İş psikoloğunun görüşüne göre, Sessiz Bırakmanın olası nedenleri ancak tahmin edilebilir. “Karşılığında hiçbir şey vermeden daha fazlası talep edildiğinde, ödenmeyen fazla mesai istisna olmaktan çıkıp doğal hale geldiğinde, Sessiz Vazgeçme bir tür cankurtaran halatı görevi görebilir.” Ancak, etkilenenler istifa etmeyi ciddi olarak düşünmeden önce, işverenlerine hükmetmek için iş şeklinde kırmızı kart gösteriyorlar. Diğerleri, adların zorla kullanılmasına, ikiyüzlü kurumsal değerlere ve işverenin çalışanlarının şirket spor salonunda veya iş sonrası partilerde mümkün olduğunca fazla boş zaman geçirme arzusuna bu şekilde tepki verir. Kanning, “Bu direnişi kışkırtıyor” diyor. Ne kadar çok baskı uygularsanız, direnç o kadar güçlü olur. Yine de diğerleri kendilerini değişen bir yaşam durumunda bulurlar: ciddi bir hastalıktan sonra ebeveyn olurlar veya yaşamlarında yeni hedefler belirlerler.

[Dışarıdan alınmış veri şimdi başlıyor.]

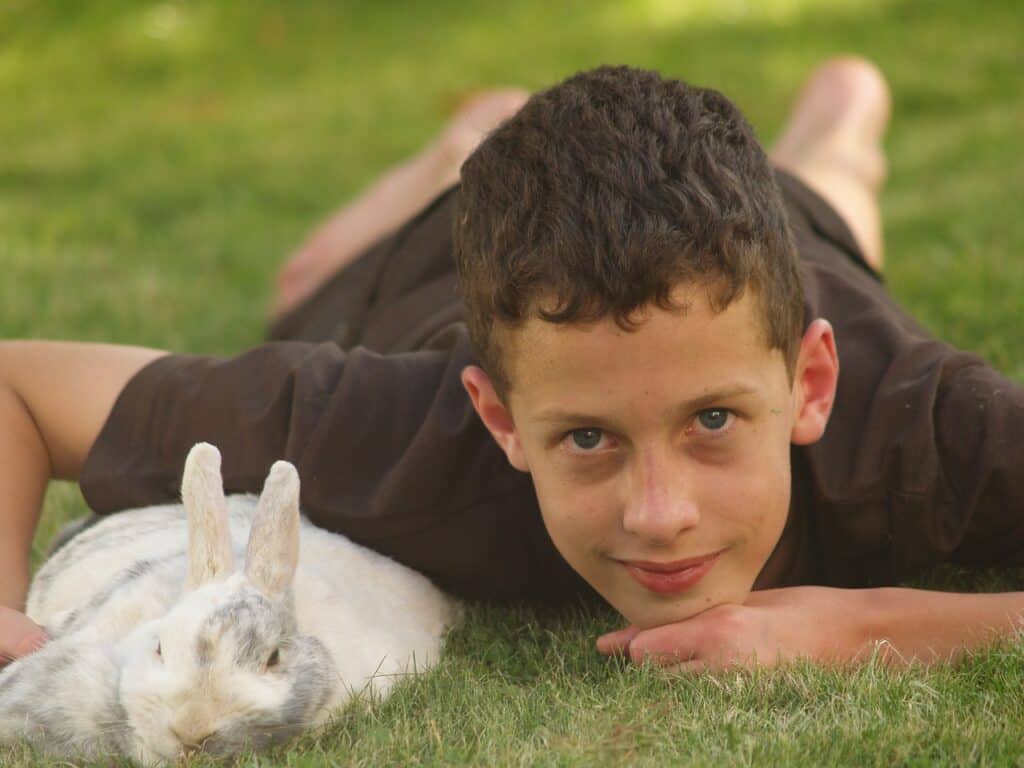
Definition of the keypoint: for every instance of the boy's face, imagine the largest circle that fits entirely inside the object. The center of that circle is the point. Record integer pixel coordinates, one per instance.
(660, 456)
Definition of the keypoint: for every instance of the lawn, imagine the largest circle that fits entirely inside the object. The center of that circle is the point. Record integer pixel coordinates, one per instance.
(158, 161)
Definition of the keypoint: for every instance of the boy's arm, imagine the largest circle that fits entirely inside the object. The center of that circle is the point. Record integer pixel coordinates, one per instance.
(827, 625)
(53, 400)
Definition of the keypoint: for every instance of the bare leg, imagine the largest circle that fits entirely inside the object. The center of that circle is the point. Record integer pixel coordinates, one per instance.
(833, 143)
(391, 200)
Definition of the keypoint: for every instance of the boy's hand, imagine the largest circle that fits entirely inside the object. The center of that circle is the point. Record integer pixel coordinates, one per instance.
(18, 636)
(773, 626)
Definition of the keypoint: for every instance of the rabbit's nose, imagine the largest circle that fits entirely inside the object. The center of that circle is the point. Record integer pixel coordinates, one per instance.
(192, 745)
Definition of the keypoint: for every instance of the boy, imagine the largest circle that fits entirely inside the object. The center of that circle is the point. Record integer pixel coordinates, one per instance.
(642, 343)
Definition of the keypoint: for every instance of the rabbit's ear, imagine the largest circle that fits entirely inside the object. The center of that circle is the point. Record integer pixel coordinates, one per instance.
(273, 541)
(209, 534)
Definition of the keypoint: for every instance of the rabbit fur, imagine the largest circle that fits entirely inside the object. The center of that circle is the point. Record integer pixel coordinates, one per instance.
(161, 646)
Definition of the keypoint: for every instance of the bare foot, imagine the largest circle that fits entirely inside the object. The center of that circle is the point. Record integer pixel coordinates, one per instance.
(834, 143)
(392, 200)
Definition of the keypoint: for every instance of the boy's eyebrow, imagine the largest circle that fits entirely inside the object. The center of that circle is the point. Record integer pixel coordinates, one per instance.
(705, 400)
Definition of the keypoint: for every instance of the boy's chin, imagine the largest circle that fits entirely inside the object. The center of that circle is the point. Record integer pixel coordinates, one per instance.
(647, 614)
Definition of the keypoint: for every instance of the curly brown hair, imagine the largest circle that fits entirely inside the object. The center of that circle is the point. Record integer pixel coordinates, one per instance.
(606, 192)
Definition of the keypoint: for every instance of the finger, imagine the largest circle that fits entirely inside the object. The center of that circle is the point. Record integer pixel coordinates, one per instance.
(616, 642)
(18, 634)
(667, 645)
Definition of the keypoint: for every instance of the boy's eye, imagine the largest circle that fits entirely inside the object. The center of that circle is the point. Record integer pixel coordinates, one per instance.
(588, 438)
(714, 419)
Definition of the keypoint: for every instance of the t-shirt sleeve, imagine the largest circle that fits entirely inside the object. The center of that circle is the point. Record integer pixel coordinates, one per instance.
(979, 429)
(388, 448)
(923, 460)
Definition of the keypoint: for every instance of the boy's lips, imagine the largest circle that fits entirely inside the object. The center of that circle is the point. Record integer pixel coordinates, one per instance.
(670, 578)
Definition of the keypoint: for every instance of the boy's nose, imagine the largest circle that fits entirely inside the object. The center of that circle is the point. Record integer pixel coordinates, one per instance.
(662, 503)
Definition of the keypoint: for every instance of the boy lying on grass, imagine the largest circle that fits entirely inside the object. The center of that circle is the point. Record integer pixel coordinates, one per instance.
(617, 372)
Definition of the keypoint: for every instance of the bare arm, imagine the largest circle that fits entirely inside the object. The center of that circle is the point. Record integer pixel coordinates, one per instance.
(833, 626)
(54, 397)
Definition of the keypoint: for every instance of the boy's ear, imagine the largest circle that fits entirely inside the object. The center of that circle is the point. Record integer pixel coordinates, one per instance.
(814, 383)
(495, 416)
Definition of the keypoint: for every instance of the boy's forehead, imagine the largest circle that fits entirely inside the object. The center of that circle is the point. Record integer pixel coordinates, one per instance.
(694, 349)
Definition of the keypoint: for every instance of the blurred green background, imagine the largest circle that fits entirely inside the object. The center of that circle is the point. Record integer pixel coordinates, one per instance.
(159, 160)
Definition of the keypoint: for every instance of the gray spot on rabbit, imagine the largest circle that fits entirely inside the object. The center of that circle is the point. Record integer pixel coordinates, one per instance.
(126, 578)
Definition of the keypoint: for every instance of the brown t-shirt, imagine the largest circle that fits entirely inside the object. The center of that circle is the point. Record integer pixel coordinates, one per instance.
(923, 460)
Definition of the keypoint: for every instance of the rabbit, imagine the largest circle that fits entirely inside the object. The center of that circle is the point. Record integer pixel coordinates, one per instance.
(161, 647)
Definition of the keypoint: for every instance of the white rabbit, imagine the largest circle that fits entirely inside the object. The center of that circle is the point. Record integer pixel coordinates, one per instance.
(162, 648)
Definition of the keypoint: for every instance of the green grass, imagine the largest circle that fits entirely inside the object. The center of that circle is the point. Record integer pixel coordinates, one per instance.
(157, 162)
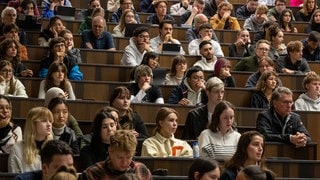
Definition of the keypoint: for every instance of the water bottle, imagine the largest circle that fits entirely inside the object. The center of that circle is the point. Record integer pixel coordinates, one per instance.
(195, 149)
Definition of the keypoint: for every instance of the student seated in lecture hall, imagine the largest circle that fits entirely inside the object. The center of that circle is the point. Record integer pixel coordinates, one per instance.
(223, 18)
(124, 5)
(97, 37)
(122, 144)
(247, 9)
(198, 118)
(190, 91)
(138, 46)
(163, 143)
(205, 32)
(54, 154)
(165, 36)
(279, 123)
(160, 7)
(310, 100)
(220, 140)
(251, 63)
(187, 18)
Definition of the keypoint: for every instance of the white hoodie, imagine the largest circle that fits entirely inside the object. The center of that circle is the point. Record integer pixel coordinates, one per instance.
(305, 103)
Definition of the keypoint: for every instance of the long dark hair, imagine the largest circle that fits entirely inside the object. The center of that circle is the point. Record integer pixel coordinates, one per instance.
(125, 121)
(55, 67)
(214, 125)
(96, 140)
(281, 23)
(241, 155)
(13, 82)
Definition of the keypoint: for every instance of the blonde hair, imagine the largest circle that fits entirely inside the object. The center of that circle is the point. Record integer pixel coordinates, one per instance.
(294, 46)
(262, 8)
(162, 114)
(30, 150)
(65, 173)
(311, 76)
(225, 3)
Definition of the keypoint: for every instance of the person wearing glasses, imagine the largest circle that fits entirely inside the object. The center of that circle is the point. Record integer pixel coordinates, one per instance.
(193, 33)
(274, 13)
(124, 5)
(279, 123)
(57, 53)
(293, 62)
(9, 85)
(139, 44)
(251, 63)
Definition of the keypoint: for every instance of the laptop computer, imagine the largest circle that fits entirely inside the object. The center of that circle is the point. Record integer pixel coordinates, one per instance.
(28, 23)
(171, 48)
(159, 75)
(66, 13)
(131, 27)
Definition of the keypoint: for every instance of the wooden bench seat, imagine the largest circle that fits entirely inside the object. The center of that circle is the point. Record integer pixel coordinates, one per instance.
(85, 110)
(106, 57)
(85, 89)
(282, 167)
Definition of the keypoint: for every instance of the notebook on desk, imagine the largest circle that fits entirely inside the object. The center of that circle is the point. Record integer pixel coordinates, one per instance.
(159, 75)
(28, 23)
(131, 27)
(171, 48)
(66, 13)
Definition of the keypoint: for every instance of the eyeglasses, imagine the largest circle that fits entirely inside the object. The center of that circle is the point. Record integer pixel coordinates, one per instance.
(264, 66)
(144, 36)
(59, 45)
(43, 120)
(6, 71)
(263, 49)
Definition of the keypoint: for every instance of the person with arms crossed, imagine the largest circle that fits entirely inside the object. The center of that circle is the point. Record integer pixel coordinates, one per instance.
(279, 123)
(54, 154)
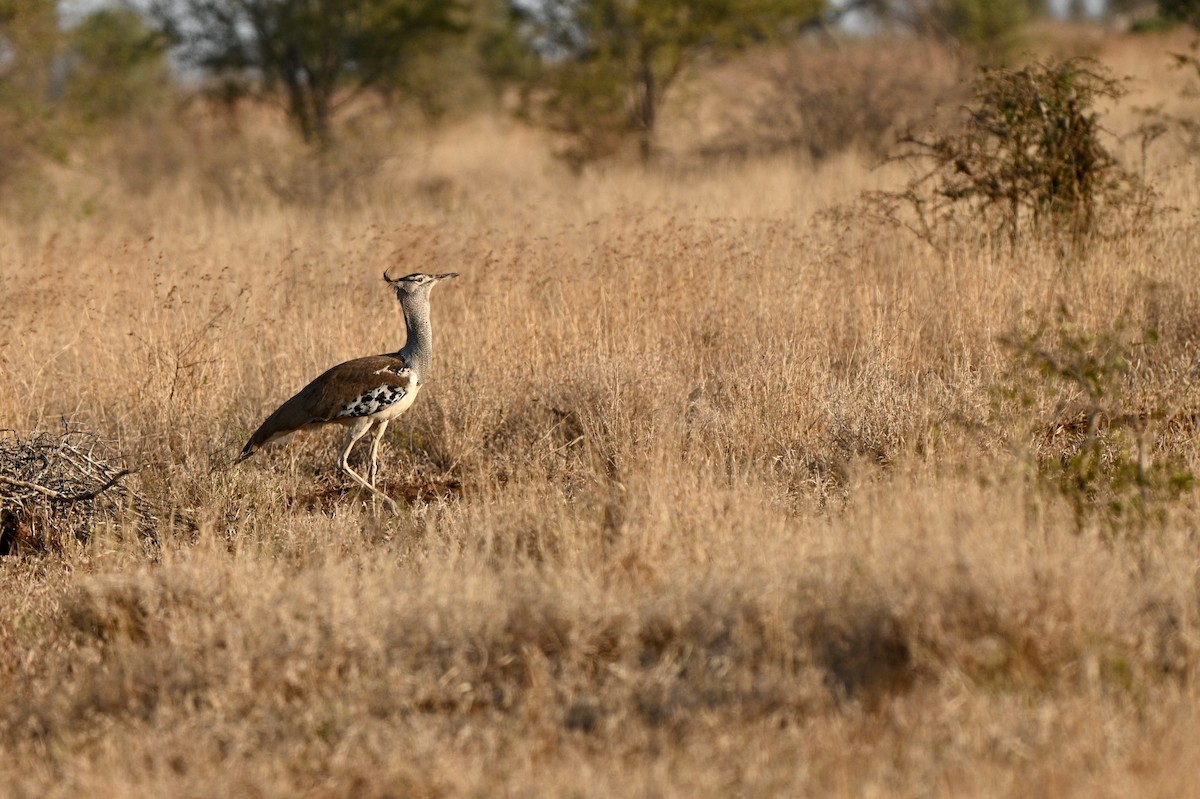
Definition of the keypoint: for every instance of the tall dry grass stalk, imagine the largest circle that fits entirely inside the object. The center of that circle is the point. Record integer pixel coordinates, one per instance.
(711, 494)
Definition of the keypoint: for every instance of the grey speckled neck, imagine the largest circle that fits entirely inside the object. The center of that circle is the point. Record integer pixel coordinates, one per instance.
(418, 349)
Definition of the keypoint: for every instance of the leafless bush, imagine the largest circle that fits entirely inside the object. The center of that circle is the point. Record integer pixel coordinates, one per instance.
(55, 488)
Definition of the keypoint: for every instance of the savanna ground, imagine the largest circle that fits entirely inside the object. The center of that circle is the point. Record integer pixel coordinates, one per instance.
(714, 492)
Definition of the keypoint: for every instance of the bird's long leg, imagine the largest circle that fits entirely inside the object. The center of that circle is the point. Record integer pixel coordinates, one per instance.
(373, 469)
(358, 430)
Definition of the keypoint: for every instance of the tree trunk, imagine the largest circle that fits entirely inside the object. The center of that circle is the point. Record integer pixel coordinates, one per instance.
(645, 108)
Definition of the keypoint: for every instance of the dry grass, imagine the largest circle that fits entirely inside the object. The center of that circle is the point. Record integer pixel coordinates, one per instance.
(711, 494)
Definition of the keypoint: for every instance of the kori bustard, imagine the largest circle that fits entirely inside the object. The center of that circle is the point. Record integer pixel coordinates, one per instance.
(367, 392)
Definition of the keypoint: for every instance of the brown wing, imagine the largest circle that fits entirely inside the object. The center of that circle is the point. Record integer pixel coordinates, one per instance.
(342, 391)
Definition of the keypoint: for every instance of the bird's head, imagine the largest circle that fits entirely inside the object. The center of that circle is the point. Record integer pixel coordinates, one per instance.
(415, 283)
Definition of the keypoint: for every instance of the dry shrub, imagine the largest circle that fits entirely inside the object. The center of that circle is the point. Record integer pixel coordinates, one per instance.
(1029, 161)
(55, 491)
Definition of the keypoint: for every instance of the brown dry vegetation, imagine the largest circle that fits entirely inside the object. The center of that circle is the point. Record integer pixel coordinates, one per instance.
(712, 494)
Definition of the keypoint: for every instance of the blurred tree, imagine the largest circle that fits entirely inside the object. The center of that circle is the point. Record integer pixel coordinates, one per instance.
(612, 62)
(29, 46)
(467, 66)
(1180, 11)
(118, 65)
(321, 52)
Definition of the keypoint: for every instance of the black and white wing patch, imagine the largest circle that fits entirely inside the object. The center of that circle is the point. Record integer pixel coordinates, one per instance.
(371, 402)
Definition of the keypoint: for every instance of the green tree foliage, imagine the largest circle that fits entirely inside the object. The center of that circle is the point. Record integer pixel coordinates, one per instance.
(1180, 11)
(118, 65)
(615, 61)
(1029, 160)
(317, 52)
(29, 44)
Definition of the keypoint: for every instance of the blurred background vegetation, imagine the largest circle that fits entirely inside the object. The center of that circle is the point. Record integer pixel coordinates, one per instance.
(144, 92)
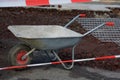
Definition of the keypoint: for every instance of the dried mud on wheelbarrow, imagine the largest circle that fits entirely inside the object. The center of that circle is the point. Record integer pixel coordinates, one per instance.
(89, 46)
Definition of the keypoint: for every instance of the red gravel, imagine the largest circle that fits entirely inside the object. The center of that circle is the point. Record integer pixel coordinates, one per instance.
(88, 47)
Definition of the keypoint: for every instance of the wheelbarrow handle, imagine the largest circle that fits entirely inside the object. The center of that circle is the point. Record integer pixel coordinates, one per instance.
(80, 15)
(101, 25)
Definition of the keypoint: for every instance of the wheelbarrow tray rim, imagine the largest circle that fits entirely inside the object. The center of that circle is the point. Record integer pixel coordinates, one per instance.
(42, 31)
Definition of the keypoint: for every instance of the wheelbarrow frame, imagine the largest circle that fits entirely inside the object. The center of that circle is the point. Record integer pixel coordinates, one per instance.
(73, 51)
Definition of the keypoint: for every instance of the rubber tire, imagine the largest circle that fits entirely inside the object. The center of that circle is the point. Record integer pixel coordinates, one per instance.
(13, 52)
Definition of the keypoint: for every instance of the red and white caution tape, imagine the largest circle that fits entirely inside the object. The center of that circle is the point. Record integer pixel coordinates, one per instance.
(19, 3)
(66, 61)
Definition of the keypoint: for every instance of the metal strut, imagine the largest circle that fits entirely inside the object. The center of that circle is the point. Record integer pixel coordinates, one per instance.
(73, 57)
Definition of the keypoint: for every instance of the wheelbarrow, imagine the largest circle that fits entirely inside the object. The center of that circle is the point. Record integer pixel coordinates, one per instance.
(50, 39)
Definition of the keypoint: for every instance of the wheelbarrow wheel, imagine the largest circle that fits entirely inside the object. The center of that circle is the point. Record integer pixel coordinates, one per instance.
(16, 54)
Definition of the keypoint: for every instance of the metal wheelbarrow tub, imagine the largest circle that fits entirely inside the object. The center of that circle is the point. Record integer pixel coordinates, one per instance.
(46, 37)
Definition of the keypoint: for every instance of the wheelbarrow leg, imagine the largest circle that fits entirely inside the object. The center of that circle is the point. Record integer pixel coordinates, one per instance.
(28, 53)
(72, 63)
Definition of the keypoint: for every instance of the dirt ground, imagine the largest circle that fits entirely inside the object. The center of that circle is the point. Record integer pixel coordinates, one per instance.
(88, 47)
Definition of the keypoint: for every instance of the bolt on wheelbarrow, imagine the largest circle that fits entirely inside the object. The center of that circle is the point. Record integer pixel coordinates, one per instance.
(48, 38)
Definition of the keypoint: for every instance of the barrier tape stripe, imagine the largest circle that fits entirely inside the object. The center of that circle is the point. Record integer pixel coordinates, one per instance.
(19, 3)
(66, 61)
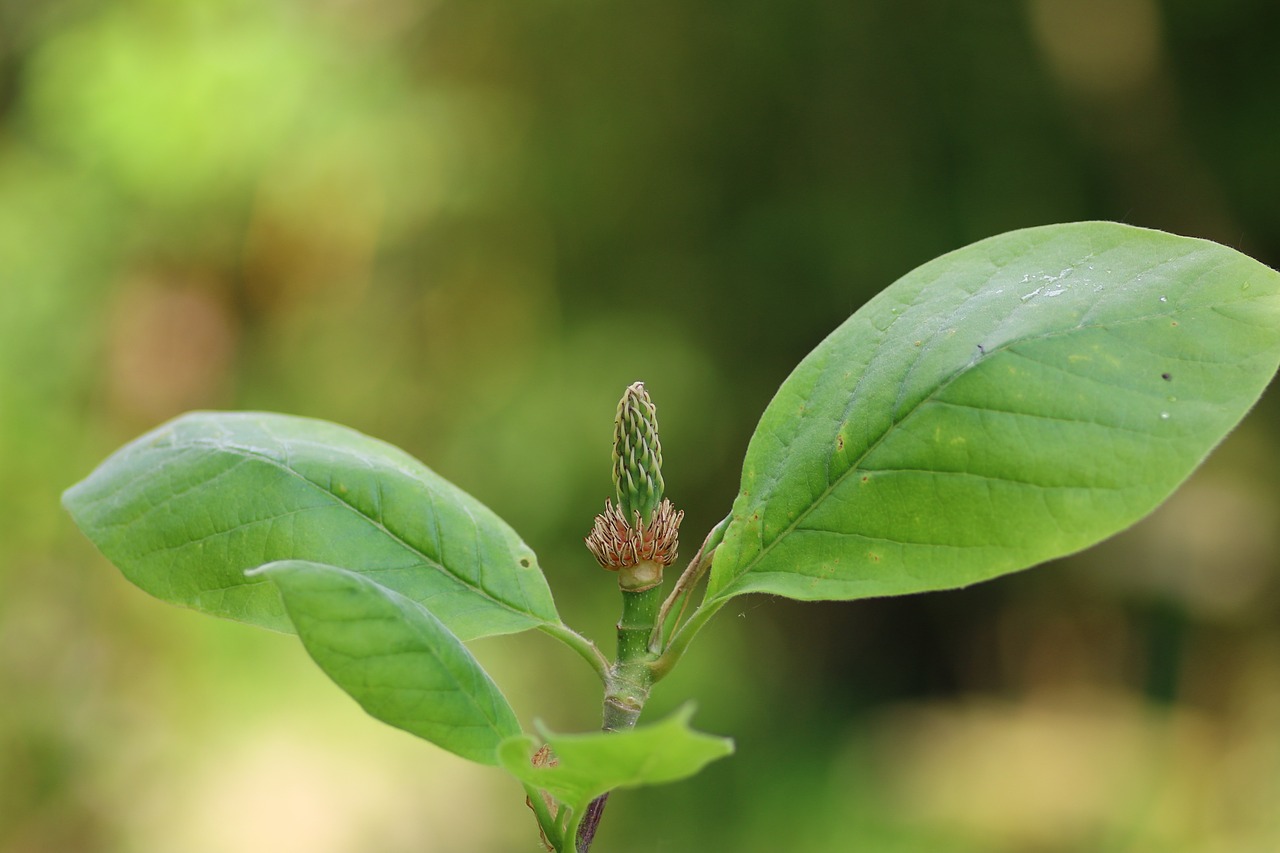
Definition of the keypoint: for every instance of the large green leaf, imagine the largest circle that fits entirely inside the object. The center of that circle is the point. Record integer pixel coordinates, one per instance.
(1009, 402)
(186, 509)
(394, 658)
(595, 762)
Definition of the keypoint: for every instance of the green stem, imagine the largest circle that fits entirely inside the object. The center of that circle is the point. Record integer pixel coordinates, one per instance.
(586, 649)
(627, 687)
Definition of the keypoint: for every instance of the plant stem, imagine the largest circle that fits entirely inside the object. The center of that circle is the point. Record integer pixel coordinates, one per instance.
(626, 687)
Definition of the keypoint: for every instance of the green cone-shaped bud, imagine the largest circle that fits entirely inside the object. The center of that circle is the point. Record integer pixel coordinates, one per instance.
(636, 455)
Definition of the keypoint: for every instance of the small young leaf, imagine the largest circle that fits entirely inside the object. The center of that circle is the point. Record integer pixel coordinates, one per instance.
(593, 763)
(394, 658)
(1006, 404)
(186, 509)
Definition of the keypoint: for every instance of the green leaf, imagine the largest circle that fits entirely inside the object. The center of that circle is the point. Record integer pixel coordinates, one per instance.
(186, 509)
(593, 763)
(397, 660)
(1006, 404)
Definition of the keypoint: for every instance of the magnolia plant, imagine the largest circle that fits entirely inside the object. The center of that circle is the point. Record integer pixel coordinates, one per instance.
(1010, 402)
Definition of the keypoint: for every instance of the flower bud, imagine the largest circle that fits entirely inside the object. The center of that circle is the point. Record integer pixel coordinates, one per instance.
(639, 536)
(636, 455)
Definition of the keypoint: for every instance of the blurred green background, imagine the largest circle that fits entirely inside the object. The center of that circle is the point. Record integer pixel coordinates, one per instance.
(465, 227)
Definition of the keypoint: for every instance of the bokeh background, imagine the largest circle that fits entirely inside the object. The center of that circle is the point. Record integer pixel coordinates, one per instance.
(465, 226)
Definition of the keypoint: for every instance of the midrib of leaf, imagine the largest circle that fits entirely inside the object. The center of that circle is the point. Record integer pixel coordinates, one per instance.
(460, 688)
(726, 591)
(251, 454)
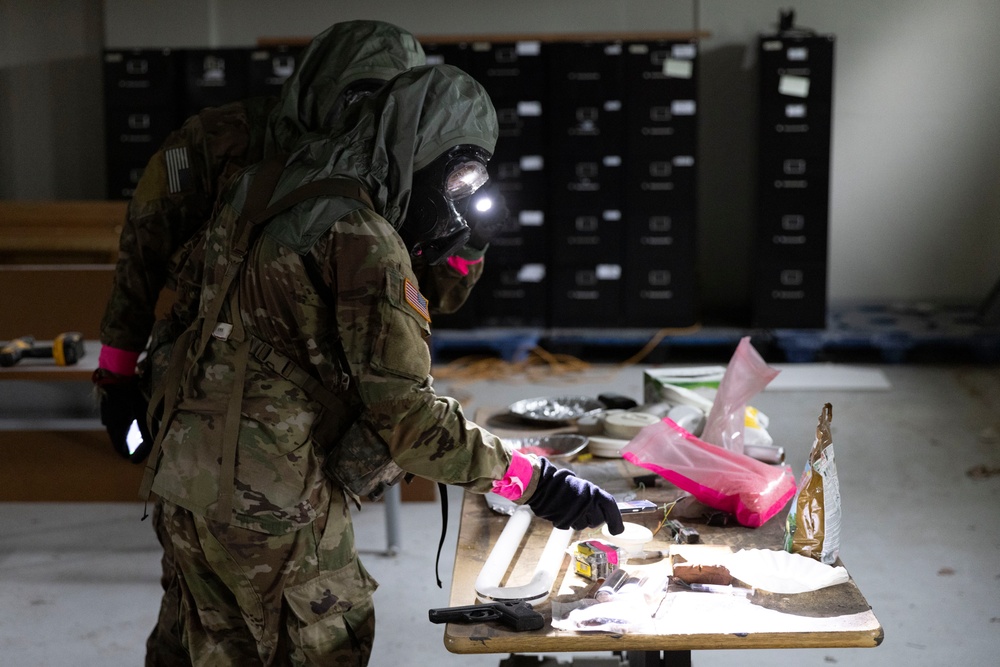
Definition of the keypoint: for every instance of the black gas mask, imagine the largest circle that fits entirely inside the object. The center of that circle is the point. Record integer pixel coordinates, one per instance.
(435, 226)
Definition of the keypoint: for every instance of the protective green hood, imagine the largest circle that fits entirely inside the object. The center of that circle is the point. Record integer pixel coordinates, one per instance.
(341, 55)
(380, 141)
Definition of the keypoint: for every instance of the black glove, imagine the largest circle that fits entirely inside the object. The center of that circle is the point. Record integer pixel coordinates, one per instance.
(122, 403)
(484, 225)
(570, 502)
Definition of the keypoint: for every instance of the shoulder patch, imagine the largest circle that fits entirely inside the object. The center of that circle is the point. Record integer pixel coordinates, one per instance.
(416, 299)
(178, 169)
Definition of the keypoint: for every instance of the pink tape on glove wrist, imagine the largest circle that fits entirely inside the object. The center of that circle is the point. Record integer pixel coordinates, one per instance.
(462, 265)
(517, 478)
(119, 362)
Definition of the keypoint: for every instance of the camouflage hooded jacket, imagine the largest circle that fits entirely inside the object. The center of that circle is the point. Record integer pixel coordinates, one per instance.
(181, 182)
(331, 277)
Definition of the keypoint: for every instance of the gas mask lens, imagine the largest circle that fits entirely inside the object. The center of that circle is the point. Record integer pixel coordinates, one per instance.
(465, 179)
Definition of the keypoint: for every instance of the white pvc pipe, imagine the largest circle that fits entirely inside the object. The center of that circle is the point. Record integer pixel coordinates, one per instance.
(537, 590)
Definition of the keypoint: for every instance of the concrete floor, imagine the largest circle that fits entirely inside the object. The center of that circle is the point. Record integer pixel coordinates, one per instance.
(921, 536)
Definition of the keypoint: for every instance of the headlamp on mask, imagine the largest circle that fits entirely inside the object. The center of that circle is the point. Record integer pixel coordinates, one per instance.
(434, 227)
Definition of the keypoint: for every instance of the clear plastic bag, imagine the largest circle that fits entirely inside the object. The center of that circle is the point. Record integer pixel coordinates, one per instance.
(728, 481)
(746, 375)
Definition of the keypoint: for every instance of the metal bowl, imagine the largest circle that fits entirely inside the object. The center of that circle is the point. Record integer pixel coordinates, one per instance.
(554, 410)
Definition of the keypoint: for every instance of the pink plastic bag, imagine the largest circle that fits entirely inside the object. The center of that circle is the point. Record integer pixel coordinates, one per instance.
(746, 375)
(731, 482)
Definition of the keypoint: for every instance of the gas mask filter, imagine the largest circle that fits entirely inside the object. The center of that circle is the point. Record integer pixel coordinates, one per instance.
(435, 227)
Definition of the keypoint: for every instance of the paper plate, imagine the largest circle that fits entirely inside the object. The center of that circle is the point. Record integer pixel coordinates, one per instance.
(607, 448)
(783, 572)
(554, 410)
(557, 446)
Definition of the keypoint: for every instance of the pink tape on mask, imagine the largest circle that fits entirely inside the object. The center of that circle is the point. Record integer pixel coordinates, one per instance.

“Gittikçe tembelleşen bir iş gücünün ifadesi” yok


Kanning, “sessizce bırakmayı giderek daha tembelleşen bir işgücünün ifadesi olarak şeytanlaştırmanın ya da özgürlüğü seven insanların ideolojisi olarak onu değersizleştirmenin” kesinlikle akıllıca olduğunu düşünmüyor. İlk bakış açısı, etkilenenlerin çok farklı motivasyonlarını göz ardı eder. İkincisi, milyonlarca insan için iş ve yaşamın temelde birbiriyle çelişmediğini kabul etmekte tamamen başarısız oluyor.

Anahtar muhtemelen burada. Kanning, “İnsanlar çok farklıdır ve bireye mümkün olduğunca adalet sağlamak önemlidir” diyor. Bu, İK işinde düzgün bir şekilde uygulansaydı, Sessiz Ayrılma hakkındaki tartışma daha mutlu çalışanlara yol açabilirdi.